The dispute centred on whether someone with a gender recognition certificate recognising their gender as female should be treated as a woman under the 2010 Act.
First Minister John Swinney has said he accepts the court's ruling and the Government is in discussion with the Equality and Human Rights Commission about its implications for the Scottish public sector.
For Women Scotland had brought a series of challenges over the definition of 'woman' in Scottish legislation mandating 50% female representation on public boards.
The last step of these ended in the Supreme Court ruling, which the campaign group's supporters hailed as a 'watershed for women'.
In the freedom of information response, the Scottish Government indicated the total bill may rise further than £157,816 as final costs have not been decided.
The bulk of the sum was taken up by 'counsel fees'.

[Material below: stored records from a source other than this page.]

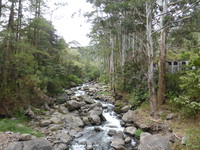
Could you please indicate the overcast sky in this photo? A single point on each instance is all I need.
(76, 27)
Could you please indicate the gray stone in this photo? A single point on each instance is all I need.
(56, 120)
(45, 123)
(98, 104)
(127, 140)
(87, 99)
(96, 111)
(130, 130)
(89, 146)
(129, 116)
(95, 119)
(184, 140)
(154, 142)
(143, 135)
(170, 116)
(63, 110)
(37, 144)
(111, 132)
(55, 127)
(86, 120)
(25, 137)
(126, 108)
(73, 105)
(117, 143)
(65, 138)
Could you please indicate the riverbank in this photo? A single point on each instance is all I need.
(77, 120)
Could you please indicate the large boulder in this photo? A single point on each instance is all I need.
(129, 116)
(36, 144)
(63, 137)
(154, 142)
(73, 105)
(87, 99)
(130, 130)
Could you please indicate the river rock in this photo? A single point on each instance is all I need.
(37, 144)
(126, 108)
(25, 137)
(170, 116)
(45, 123)
(65, 138)
(56, 120)
(112, 132)
(154, 142)
(118, 143)
(73, 105)
(73, 121)
(55, 127)
(96, 120)
(86, 120)
(127, 140)
(143, 135)
(98, 104)
(130, 130)
(89, 146)
(63, 109)
(87, 99)
(96, 111)
(129, 116)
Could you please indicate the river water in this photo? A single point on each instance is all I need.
(100, 140)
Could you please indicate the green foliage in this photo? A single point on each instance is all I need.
(16, 125)
(138, 96)
(137, 133)
(190, 97)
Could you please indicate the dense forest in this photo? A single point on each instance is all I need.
(148, 52)
(141, 44)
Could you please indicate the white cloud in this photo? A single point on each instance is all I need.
(76, 27)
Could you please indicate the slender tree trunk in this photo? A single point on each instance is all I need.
(123, 56)
(152, 94)
(19, 21)
(162, 58)
(112, 69)
(0, 9)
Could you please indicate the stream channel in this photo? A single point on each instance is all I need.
(90, 138)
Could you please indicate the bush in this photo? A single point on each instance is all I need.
(190, 97)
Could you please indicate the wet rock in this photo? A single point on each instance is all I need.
(63, 137)
(112, 132)
(98, 104)
(96, 111)
(170, 116)
(37, 144)
(55, 127)
(129, 116)
(118, 143)
(55, 120)
(73, 105)
(96, 120)
(86, 120)
(184, 140)
(89, 146)
(143, 135)
(63, 110)
(171, 137)
(126, 108)
(45, 123)
(154, 142)
(130, 130)
(25, 137)
(87, 99)
(127, 140)
(98, 129)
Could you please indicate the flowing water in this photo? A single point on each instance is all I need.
(100, 139)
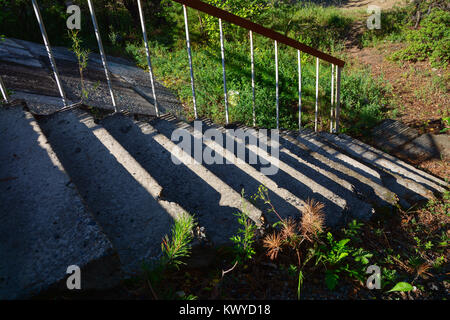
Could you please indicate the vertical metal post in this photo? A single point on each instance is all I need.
(222, 51)
(102, 53)
(4, 92)
(317, 96)
(147, 51)
(49, 52)
(299, 90)
(332, 100)
(188, 44)
(276, 85)
(335, 97)
(338, 98)
(253, 77)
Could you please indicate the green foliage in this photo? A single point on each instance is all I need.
(245, 237)
(431, 40)
(340, 258)
(179, 246)
(364, 100)
(353, 230)
(82, 58)
(402, 286)
(243, 9)
(393, 24)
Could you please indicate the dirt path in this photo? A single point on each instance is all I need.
(420, 93)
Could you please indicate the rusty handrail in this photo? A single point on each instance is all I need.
(247, 24)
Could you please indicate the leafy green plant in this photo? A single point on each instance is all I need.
(245, 237)
(82, 57)
(402, 287)
(179, 245)
(353, 230)
(335, 256)
(431, 40)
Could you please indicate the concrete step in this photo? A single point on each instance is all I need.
(409, 183)
(294, 183)
(363, 182)
(44, 225)
(193, 187)
(123, 197)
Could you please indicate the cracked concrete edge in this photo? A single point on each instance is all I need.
(100, 270)
(407, 174)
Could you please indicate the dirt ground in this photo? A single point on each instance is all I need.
(420, 92)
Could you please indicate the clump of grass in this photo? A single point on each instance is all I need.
(245, 237)
(82, 58)
(174, 250)
(431, 40)
(179, 245)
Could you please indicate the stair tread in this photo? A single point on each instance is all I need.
(44, 226)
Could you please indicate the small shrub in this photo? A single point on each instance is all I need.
(245, 237)
(178, 247)
(431, 40)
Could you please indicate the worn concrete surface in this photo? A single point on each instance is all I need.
(427, 146)
(44, 226)
(25, 67)
(296, 180)
(198, 190)
(115, 187)
(390, 135)
(408, 182)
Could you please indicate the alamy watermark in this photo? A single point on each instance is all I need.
(230, 147)
(74, 280)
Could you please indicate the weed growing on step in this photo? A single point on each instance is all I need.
(174, 250)
(179, 245)
(82, 58)
(245, 237)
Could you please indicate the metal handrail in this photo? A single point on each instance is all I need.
(251, 26)
(336, 63)
(278, 38)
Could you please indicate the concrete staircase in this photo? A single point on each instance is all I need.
(101, 194)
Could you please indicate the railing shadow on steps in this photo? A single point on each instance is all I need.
(222, 15)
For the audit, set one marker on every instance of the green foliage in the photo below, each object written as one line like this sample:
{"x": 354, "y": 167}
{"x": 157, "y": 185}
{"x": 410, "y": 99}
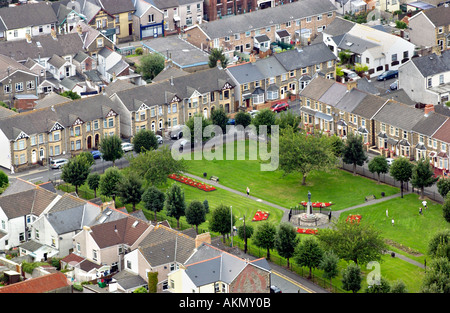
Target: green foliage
{"x": 150, "y": 65}
{"x": 153, "y": 199}
{"x": 175, "y": 204}
{"x": 145, "y": 140}
{"x": 221, "y": 220}
{"x": 243, "y": 118}
{"x": 217, "y": 54}
{"x": 111, "y": 148}
{"x": 156, "y": 165}
{"x": 351, "y": 278}
{"x": 264, "y": 236}
{"x": 130, "y": 189}
{"x": 109, "y": 182}
{"x": 195, "y": 213}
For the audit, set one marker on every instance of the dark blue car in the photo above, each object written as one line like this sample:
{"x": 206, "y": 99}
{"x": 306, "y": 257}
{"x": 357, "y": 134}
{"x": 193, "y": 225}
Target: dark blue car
{"x": 96, "y": 154}
{"x": 388, "y": 75}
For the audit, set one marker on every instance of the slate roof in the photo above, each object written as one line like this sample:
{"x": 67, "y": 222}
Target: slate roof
{"x": 304, "y": 57}
{"x": 263, "y": 18}
{"x": 32, "y": 14}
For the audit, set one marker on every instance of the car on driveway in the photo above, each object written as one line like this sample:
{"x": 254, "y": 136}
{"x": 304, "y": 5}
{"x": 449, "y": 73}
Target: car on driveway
{"x": 388, "y": 75}
{"x": 281, "y": 106}
{"x": 127, "y": 147}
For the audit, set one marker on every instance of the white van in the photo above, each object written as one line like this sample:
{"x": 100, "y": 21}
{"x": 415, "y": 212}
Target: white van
{"x": 58, "y": 163}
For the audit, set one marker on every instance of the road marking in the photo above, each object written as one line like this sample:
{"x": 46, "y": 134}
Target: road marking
{"x": 293, "y": 282}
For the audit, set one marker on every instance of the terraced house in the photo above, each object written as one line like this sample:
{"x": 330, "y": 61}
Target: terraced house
{"x": 169, "y": 103}
{"x": 62, "y": 130}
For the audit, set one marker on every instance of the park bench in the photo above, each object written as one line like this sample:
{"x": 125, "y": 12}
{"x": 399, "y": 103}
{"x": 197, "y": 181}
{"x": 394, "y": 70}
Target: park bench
{"x": 214, "y": 178}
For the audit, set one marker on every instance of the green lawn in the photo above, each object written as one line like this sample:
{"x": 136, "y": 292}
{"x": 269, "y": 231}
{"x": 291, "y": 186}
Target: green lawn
{"x": 340, "y": 187}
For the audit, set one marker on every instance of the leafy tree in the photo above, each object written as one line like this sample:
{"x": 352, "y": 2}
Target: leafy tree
{"x": 351, "y": 278}
{"x": 437, "y": 277}
{"x": 302, "y": 153}
{"x": 352, "y": 241}
{"x": 219, "y": 118}
{"x": 443, "y": 185}
{"x": 264, "y": 117}
{"x": 156, "y": 165}
{"x": 75, "y": 172}
{"x": 175, "y": 204}
{"x": 145, "y": 140}
{"x": 130, "y": 189}
{"x": 286, "y": 240}
{"x": 243, "y": 118}
{"x": 378, "y": 165}
{"x": 264, "y": 236}
{"x": 221, "y": 220}
{"x": 109, "y": 182}
{"x": 401, "y": 170}
{"x": 308, "y": 253}
{"x": 70, "y": 94}
{"x": 353, "y": 152}
{"x": 329, "y": 265}
{"x": 93, "y": 181}
{"x": 217, "y": 55}
{"x": 153, "y": 199}
{"x": 422, "y": 176}
{"x": 195, "y": 214}
{"x": 150, "y": 65}
{"x": 111, "y": 148}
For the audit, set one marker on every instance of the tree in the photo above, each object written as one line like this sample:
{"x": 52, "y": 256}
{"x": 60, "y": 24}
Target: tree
{"x": 378, "y": 165}
{"x": 221, "y": 220}
{"x": 422, "y": 176}
{"x": 329, "y": 265}
{"x": 264, "y": 117}
{"x": 286, "y": 240}
{"x": 302, "y": 153}
{"x": 175, "y": 204}
{"x": 308, "y": 253}
{"x": 217, "y": 55}
{"x": 109, "y": 182}
{"x": 351, "y": 278}
{"x": 111, "y": 148}
{"x": 353, "y": 152}
{"x": 401, "y": 170}
{"x": 264, "y": 236}
{"x": 145, "y": 140}
{"x": 75, "y": 172}
{"x": 195, "y": 214}
{"x": 219, "y": 118}
{"x": 243, "y": 118}
{"x": 352, "y": 241}
{"x": 93, "y": 181}
{"x": 443, "y": 185}
{"x": 150, "y": 65}
{"x": 153, "y": 199}
{"x": 130, "y": 189}
{"x": 156, "y": 165}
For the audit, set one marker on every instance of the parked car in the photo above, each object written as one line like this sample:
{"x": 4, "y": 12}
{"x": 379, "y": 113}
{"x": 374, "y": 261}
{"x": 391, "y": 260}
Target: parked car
{"x": 388, "y": 75}
{"x": 394, "y": 85}
{"x": 350, "y": 75}
{"x": 58, "y": 163}
{"x": 96, "y": 154}
{"x": 282, "y": 106}
{"x": 127, "y": 147}
{"x": 275, "y": 289}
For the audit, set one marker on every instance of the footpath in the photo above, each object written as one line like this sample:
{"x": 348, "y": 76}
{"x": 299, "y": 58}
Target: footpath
{"x": 335, "y": 215}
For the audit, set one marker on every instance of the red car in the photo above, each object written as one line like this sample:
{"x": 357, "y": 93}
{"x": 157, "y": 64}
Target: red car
{"x": 278, "y": 107}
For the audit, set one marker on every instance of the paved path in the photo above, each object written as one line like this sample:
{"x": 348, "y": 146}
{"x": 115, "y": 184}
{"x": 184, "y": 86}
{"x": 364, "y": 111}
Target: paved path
{"x": 335, "y": 214}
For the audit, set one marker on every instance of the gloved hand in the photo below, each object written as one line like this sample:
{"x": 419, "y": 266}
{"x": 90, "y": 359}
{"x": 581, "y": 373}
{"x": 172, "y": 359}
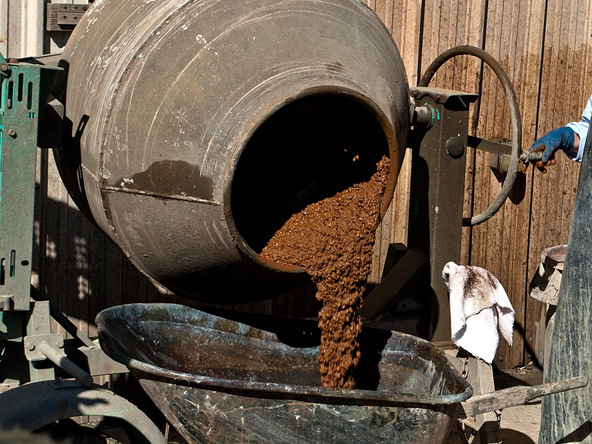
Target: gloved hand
{"x": 558, "y": 139}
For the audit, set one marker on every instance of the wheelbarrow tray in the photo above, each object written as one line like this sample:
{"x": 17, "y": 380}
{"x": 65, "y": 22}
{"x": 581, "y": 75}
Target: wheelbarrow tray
{"x": 220, "y": 380}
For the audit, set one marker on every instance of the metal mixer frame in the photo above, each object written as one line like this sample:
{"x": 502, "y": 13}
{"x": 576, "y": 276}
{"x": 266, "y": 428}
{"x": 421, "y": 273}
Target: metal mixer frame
{"x": 33, "y": 356}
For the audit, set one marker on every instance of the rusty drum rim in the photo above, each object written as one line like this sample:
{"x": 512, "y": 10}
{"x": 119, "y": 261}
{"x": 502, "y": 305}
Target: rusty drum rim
{"x": 389, "y": 134}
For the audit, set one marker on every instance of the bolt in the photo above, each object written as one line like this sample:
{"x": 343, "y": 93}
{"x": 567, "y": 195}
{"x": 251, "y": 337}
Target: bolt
{"x": 455, "y": 147}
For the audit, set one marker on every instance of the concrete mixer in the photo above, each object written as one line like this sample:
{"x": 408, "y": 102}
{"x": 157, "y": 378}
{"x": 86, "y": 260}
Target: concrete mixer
{"x": 191, "y": 130}
{"x": 195, "y": 126}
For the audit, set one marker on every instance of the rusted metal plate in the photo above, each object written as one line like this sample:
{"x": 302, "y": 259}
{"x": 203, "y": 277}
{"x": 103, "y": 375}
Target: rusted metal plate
{"x": 217, "y": 379}
{"x": 63, "y": 17}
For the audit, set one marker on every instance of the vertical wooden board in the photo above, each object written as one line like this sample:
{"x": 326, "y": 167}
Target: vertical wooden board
{"x": 494, "y": 245}
{"x": 526, "y": 86}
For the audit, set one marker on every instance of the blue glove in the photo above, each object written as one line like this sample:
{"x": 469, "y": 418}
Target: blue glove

Conservative MSP Tess White said: 'It will rightly stick in the throat of taxpayers that they are picking up a huge legal tab for the SNP's needless and humiliating court defeat.
'John Swinney's party threw good money after bad in a doomed attempt to defend their reckless gender policy which betrayed women.
'They dug their heels in defending the indefensible to the highest court in the land, instead of accepting that gender self-ID was a dangerous fallacy that ignored the legal rights of women and girls.'
The Scottish Government has been approached for comment.